Kyam Livingston pleaded repeatedly for medical attention in the hours before she died in police custody at Brooklyn Central Booking jail, witnesses say. Two years later, her family is still asking why her request was denied and asking for criminal prosecution of officers involved.

Marking the two-year anniversary of Livingston’s death, relatives and dozens of enraged protesters converged outside the jail Tuesday evening and demanded justice, police accountability and reform. During the emotional rally, chants of “No Justice, No Peace,” “If We Don’t Get It, Shut Down” and “We Need Justice for Kyam Livingston, Ignored and Killed in a Booking Cell!” rose from the diverse crowd.

“I’ve been waiting for two years, getting tired, but I’m going to keep fighting,” Livingston’s mother, Anita Neal, declared. “I need justice for my daughter. This whole building needs to be cleaned out and that’s what I’m fighting for. I don’t want any another family to go through what I’m going through. It has to stop. I will not give up.”

Livingston was arrested July 19, 2013, after violating an order of protection taken out by her 78-year-old grandmother, Theresa Johnson, with whom she lived at the time. Johnson said she called the NYPD after Livingston drank alcohol and turned violent. The order prohibited her from drinking in the apartment. She was taken into custody and no charges were filed against her. Livingston was waiting to see a judge, Neal recalled.

Aleah Holland, an inmate who was in the cell with Livingston, told the New York Daily News that the victim was crying about stomach pains and diarrhea and had asked the officers for hours to get her medical attention.

“They said, ‘Shut up before we lose your paperwork, and you won’t be seen by a judge,’” Holland said.

Livingston was reportedly dead for 20 minutes before the medical personnel arrived the morning of July 21. However, NYPD officials claimed that Livingston was pronounced dead at Brooklyn Hospital Center. Livingston was working as a security guard at Elite Investigations, an investigative security and protection agency.

“They didn’t do anything,” said Neal, who later broke down in tears. “They let her drop dead on the floor, stood there and did nothing.”

While calling for police accountability, Djibril Toure, an activist with the Malcolm X Grassroots Movement, expressed anger at the city’s response.
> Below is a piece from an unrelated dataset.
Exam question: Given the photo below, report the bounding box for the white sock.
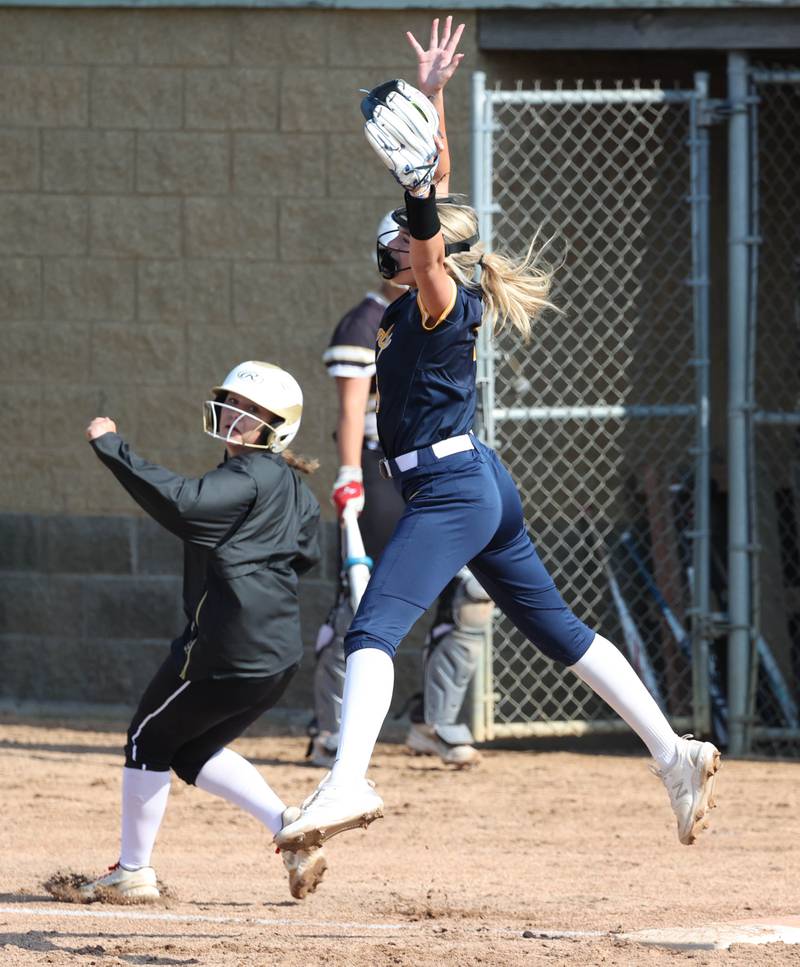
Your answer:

He urged supporters to “keep up the fight.”

“The fact that the city is not addressing it is why we have to stay together,” he said. “We have to fight back. We have to stay with the family as they struggle for justice. The city, for the most part, know these things are happening with their police. Kyam should have gotten attention, but they chose not to. They didn’t value her life. They need to be punished.”

Neal Furnkin, a member of the Justice for Kyam Livingston Committee, told the AmNews that Brooklyn District Attorney Kenneth Thompson had promised, since his campaign for office in 2013 to investigate what had happened.

“He told me that he was well aware of the case,” Furnkin recalled.

He added that Thompson’s office had promised to have meetings with the family on several occasions, but none have occurred. “He has not done right for this family,” he said. “We have no support, no contact. There’s a civil case going forward and we’ll keep the pressure.”

A spokesman for Thompson told the AmNews that the office had spoken with some representatives of the family. He said the DA’s office “conducted a thorough investigation into the case and found no evidence of misconduct.” The investigation was concluded last year, he said.